OpenAI has officially launched the O1 model through its API, replacing the previous O1-preview version. The updated model restores key features missing from the experimental version while introducing enhancements tailored to improve developer applications powered by AI.
The O1 model now includes advanced tools like “developer-guided prompts,” allowing developers to customize AI for specific use cases, such as assisting tax professionals. It also introduces the “thinking effort” feature, which adjusts the time the model spends processing queries. This optimization reduces costs and processing time for simpler tasks.
Another standout improvement is the ability to input visual data, such as scanned images of documents, as model inputs. Additionally, the O1 model boasts enhanced functionality for calling internal and external APIs, with structured output formatting based on developer-defined templates.
OpenAI revealed that the new O1 model uses 60% fewer tokens than the previous version, delivering faster and more cost-effective results. Despite the token reduction, performance benchmarks indicate a 25-35% improvement in model accuracy for various tasks.
Developers can access the O1 model starting today, while the professional-grade O1 Pro version will be released soon.
WebRTC Integration for Voice AI Applications
The update also includes full support for WebRTC in OpenAI’s voice APIs, simplifying the creation of voice-enabled AI applications.
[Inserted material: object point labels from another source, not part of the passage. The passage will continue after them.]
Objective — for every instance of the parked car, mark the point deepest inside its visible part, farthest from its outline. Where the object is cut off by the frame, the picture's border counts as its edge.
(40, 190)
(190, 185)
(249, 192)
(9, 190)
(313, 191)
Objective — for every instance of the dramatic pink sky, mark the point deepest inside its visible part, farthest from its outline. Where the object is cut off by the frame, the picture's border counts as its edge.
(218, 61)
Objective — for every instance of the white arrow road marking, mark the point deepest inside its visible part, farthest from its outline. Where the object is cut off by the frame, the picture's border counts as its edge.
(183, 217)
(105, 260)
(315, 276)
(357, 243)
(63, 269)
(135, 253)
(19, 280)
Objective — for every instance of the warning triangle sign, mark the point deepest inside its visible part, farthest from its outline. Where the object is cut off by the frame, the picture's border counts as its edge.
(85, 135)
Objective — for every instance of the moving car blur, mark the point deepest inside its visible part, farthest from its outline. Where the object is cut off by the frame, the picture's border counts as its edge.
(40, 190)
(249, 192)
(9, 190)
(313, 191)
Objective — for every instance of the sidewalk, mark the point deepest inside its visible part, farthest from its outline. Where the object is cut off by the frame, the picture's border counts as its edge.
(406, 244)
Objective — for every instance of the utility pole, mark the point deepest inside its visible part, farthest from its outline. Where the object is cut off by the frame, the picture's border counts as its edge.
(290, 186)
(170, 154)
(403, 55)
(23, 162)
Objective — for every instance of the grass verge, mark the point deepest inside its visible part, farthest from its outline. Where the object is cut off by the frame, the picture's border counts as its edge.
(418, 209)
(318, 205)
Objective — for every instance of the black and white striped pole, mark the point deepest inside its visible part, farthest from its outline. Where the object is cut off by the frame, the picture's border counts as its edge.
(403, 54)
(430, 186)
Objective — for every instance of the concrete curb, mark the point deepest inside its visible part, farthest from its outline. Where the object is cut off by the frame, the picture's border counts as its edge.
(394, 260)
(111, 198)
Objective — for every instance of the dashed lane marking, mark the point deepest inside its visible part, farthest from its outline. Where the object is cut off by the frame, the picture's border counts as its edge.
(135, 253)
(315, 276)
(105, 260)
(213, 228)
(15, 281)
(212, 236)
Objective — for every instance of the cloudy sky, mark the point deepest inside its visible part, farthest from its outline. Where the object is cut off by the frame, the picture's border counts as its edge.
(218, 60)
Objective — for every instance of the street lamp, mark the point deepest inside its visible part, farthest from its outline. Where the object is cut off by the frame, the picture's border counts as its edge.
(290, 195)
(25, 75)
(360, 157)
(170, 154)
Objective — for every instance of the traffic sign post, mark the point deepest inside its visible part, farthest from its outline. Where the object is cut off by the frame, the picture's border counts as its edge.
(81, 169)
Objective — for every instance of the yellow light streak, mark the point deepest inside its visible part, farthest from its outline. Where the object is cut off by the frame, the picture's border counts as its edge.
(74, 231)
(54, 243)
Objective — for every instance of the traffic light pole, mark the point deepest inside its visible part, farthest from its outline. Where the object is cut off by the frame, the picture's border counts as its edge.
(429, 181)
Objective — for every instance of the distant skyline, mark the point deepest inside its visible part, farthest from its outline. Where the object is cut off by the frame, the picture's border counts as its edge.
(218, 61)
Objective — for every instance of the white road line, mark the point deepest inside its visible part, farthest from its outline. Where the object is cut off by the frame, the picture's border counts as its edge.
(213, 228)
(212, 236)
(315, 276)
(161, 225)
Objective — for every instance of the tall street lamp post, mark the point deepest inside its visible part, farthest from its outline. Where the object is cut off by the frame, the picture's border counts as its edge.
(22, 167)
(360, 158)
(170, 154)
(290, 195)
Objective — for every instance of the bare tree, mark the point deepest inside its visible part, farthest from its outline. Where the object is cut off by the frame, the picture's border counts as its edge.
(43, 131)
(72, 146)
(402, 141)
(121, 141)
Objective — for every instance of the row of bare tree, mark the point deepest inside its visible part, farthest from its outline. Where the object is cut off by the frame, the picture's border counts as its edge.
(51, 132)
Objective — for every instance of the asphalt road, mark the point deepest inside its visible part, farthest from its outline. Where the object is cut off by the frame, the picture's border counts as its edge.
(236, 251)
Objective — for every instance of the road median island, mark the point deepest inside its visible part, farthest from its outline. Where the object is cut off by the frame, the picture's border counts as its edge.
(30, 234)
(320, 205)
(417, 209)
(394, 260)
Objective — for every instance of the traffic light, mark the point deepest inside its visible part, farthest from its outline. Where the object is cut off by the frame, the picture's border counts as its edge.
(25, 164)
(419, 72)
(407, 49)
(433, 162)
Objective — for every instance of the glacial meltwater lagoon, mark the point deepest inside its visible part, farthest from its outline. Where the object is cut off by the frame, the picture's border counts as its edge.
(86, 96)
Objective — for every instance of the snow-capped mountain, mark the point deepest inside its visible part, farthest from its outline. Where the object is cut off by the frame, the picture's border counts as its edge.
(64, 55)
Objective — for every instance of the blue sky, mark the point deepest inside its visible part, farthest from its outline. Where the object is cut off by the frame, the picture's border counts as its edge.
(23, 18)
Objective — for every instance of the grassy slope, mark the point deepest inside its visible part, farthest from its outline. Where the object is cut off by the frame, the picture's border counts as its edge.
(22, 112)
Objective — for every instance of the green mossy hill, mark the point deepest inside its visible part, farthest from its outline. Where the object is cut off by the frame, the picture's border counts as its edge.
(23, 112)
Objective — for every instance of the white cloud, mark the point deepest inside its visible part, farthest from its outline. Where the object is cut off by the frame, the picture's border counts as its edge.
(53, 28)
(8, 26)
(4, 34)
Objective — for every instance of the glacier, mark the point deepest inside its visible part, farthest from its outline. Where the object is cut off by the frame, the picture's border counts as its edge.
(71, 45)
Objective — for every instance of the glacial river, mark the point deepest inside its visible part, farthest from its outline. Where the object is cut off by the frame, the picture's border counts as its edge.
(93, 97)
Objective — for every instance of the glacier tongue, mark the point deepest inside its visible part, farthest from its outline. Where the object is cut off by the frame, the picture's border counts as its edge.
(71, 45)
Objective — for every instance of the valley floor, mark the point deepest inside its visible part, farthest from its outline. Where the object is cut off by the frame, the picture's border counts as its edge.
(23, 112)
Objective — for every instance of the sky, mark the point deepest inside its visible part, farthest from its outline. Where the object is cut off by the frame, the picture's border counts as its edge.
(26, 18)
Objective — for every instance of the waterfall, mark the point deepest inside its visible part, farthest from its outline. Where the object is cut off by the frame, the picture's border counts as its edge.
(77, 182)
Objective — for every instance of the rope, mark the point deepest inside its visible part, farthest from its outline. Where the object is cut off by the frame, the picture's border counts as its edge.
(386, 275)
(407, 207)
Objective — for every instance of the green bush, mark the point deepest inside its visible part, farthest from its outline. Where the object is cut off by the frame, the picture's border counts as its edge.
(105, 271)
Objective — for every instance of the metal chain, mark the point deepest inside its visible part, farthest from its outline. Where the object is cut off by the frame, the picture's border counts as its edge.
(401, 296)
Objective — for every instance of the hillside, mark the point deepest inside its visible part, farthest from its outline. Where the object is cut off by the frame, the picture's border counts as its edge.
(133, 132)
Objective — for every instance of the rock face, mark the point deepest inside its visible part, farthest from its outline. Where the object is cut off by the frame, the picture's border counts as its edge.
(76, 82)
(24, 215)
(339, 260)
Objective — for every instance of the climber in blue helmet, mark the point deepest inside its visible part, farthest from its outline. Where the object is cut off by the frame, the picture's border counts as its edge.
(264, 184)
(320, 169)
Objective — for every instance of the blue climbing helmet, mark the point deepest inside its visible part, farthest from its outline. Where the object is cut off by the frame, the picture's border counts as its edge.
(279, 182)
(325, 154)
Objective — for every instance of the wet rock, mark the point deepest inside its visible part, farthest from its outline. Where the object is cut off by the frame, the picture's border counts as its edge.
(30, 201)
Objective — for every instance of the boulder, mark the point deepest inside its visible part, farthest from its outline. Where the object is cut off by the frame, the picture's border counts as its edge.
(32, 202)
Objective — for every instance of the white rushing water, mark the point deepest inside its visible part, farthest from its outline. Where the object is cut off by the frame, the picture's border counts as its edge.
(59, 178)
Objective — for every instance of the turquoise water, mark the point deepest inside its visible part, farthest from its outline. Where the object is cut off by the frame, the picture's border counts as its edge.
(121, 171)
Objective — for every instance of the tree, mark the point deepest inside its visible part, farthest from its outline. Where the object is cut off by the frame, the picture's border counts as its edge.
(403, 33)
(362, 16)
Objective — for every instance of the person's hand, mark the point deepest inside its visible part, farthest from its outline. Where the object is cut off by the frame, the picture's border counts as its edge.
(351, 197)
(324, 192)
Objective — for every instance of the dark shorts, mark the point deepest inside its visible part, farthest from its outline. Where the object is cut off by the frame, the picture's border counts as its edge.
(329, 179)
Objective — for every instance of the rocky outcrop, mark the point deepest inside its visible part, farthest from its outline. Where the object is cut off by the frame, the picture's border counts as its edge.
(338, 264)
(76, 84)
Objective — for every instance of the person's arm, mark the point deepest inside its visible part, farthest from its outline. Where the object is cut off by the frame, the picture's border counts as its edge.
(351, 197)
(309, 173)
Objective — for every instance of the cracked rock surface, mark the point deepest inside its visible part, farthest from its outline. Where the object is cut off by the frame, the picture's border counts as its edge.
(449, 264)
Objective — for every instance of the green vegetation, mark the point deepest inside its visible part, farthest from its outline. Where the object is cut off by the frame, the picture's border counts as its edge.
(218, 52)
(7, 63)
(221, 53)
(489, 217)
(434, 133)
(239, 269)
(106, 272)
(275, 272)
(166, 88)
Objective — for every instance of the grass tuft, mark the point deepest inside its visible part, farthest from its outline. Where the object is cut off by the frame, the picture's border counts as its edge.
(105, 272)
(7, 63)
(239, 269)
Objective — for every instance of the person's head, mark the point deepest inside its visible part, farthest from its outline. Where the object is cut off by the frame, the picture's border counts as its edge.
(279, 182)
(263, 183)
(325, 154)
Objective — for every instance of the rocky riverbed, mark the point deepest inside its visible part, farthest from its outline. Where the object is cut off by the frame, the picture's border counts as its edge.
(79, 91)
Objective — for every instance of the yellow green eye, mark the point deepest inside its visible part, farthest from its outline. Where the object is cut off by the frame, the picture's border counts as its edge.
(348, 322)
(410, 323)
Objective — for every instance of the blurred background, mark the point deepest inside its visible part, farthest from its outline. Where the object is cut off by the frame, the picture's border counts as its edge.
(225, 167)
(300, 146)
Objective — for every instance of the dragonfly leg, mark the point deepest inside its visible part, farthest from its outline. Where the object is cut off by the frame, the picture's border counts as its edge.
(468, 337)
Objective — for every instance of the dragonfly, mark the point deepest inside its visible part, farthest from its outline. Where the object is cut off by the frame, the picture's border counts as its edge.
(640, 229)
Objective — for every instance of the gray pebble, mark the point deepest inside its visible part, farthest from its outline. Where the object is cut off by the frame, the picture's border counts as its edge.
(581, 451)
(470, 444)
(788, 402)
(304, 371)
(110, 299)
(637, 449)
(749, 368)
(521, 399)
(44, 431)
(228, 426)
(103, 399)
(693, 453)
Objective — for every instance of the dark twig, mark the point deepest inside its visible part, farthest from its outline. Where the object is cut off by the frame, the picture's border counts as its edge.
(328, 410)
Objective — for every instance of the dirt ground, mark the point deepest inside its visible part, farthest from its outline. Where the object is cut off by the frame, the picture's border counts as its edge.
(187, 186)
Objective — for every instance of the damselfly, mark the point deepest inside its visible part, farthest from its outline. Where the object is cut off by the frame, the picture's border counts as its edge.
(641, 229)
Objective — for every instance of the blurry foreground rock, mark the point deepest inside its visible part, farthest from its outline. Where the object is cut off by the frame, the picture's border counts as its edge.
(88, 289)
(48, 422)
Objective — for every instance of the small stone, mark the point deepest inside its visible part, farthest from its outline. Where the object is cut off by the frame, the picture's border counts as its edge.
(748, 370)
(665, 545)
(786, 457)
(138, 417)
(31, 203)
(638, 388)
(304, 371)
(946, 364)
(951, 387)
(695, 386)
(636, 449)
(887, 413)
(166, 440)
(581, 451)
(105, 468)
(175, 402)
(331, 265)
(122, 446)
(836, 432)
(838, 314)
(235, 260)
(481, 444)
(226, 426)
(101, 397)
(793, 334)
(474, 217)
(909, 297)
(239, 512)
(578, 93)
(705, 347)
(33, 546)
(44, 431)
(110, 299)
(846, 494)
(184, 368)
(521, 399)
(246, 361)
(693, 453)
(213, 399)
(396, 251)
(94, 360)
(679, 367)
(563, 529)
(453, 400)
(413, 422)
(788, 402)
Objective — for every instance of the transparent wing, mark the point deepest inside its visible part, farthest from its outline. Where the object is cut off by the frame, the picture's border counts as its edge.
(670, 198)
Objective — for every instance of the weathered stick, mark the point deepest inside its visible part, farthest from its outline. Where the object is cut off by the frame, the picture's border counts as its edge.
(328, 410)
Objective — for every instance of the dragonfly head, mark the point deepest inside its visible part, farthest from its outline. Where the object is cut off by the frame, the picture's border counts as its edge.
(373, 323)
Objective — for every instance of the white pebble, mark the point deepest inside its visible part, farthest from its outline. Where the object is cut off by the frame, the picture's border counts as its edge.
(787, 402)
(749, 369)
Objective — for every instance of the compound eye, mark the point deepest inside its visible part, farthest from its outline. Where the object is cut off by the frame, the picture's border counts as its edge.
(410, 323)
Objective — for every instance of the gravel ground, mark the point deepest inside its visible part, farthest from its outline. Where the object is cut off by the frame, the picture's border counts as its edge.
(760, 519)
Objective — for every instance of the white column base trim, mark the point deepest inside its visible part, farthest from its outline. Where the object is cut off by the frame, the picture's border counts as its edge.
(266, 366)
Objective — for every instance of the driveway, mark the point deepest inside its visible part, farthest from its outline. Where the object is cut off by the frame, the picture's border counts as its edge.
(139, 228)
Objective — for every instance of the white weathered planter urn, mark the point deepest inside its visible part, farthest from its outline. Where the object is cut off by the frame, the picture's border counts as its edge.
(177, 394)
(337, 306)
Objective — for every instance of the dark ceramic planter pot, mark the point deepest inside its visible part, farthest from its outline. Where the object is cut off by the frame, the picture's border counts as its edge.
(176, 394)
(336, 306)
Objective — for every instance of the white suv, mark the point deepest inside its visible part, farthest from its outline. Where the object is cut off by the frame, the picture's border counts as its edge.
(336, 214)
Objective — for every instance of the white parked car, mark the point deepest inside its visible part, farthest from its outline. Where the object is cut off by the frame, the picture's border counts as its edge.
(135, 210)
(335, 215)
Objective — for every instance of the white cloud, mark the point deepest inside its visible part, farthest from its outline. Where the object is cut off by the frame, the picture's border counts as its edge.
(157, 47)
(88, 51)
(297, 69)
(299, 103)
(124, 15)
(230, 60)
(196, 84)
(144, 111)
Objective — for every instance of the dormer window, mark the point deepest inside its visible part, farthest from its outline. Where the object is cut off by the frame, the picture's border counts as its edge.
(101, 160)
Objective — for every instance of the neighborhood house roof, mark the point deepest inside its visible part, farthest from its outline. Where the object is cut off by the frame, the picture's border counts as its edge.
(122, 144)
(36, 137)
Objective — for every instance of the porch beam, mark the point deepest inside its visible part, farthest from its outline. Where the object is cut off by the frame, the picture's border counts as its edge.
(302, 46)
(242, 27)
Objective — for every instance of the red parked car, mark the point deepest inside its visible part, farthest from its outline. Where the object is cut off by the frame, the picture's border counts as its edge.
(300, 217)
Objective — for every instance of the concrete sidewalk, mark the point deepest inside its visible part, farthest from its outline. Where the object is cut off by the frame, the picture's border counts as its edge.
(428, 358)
WebRTC reduces the required codebase from approximately 250 lines to just 12 lines, enabling developers to build smart applications for gaming, wearable devices, smart glasses, and cameras with ease.
OpenAI is providing pre-built WebRTC-compatible code snippets to accelerate development workflows.
New Direct Preference Optimization Method
OpenAI introduced a novel customization method called “Direct Preference Optimization.” This feature allows developers to submit two distinct responses and highlight their preference. The system learns to distinguish between preferred and non-preferred responses, refining aspects like creativity, style, and tone based on developer input.